Imaginez, commence Amit Chaudhuri, que pour une raison quelconque, la seule littérature anglaise accessible au reste du monde se limite «aux oeuvres de Julian Barnes, Martin Amis, Fay Weldon, Angela Carter... Et qu'en revanche, on ignore totalement l'existence de Blake, Dickens et Lawrence». Voilà à peu près, conclut-il, ce qu'on sait de la littérature indienne.
Amit Chaudhuri est un écrivain indien, très connu dans son pays. Bengali d'origine, il écrit lui-même en anglais. Cette déclaration, extraite de sa préface à une anthologie du roman indien, désigne en fait deux problèmes qui alimentent des débats très chauds, virulents parfois, parmi les auteurs et éditeurs indiens.
D'abord, du roman indien, le lecteur étranger ne connaît que le roman en anglais. Souvent, il ne soupçonne même pas l'existence d'une immense production littéraire dans les autres langues indiennes, dites vernaculaires.

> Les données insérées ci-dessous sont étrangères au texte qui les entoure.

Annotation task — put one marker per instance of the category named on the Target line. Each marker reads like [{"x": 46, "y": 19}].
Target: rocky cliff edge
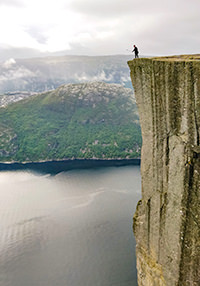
[{"x": 167, "y": 219}]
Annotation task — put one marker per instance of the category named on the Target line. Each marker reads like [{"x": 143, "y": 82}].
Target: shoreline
[{"x": 55, "y": 166}]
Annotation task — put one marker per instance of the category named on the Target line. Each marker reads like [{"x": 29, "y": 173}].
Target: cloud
[
  {"x": 101, "y": 27},
  {"x": 16, "y": 3},
  {"x": 8, "y": 64},
  {"x": 17, "y": 73}
]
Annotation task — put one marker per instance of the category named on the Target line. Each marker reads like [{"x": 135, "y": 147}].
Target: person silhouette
[{"x": 135, "y": 50}]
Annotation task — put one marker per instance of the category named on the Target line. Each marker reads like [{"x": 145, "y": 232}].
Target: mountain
[
  {"x": 47, "y": 73},
  {"x": 89, "y": 120}
]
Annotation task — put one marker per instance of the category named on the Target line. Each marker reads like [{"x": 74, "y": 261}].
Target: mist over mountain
[
  {"x": 91, "y": 120},
  {"x": 47, "y": 73}
]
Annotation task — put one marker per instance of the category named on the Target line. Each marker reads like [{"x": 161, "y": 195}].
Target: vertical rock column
[{"x": 167, "y": 219}]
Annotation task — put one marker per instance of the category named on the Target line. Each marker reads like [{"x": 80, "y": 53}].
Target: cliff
[{"x": 167, "y": 219}]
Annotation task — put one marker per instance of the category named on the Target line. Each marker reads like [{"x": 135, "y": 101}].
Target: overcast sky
[{"x": 102, "y": 27}]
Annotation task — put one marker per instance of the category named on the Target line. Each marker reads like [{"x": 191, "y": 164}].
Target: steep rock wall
[{"x": 167, "y": 219}]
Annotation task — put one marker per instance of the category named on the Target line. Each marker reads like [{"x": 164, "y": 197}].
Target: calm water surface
[{"x": 71, "y": 229}]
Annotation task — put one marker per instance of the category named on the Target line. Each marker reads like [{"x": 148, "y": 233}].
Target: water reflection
[{"x": 71, "y": 229}]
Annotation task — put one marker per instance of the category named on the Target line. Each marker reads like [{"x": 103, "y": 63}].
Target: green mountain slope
[{"x": 92, "y": 120}]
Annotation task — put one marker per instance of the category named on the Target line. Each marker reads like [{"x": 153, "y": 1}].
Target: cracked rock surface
[{"x": 167, "y": 219}]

Ensuite, de la littérature en anglais, il connaît essentiellement les auteurs de la diaspora ou ceux issus des milieux les plus occidentalisés, cette élite sociale qui a fait ses études à Oxford avant de revenir à Bombay ou à Delhi.
On pourrait dire que la question a émergé en 1980 avec la parution des Enfants de Minuit de Salman Rushdie, mais la véritable ouverture des hostilités a été marquée, en 1997, par le même Rushdie dans une autre anthologie du roman indien. Différence notable entre les deux. Sur 32 auteurs, Rushdie a choisi 31 anglophones. Sur 38 auteurs, Chaudhuri en a 18.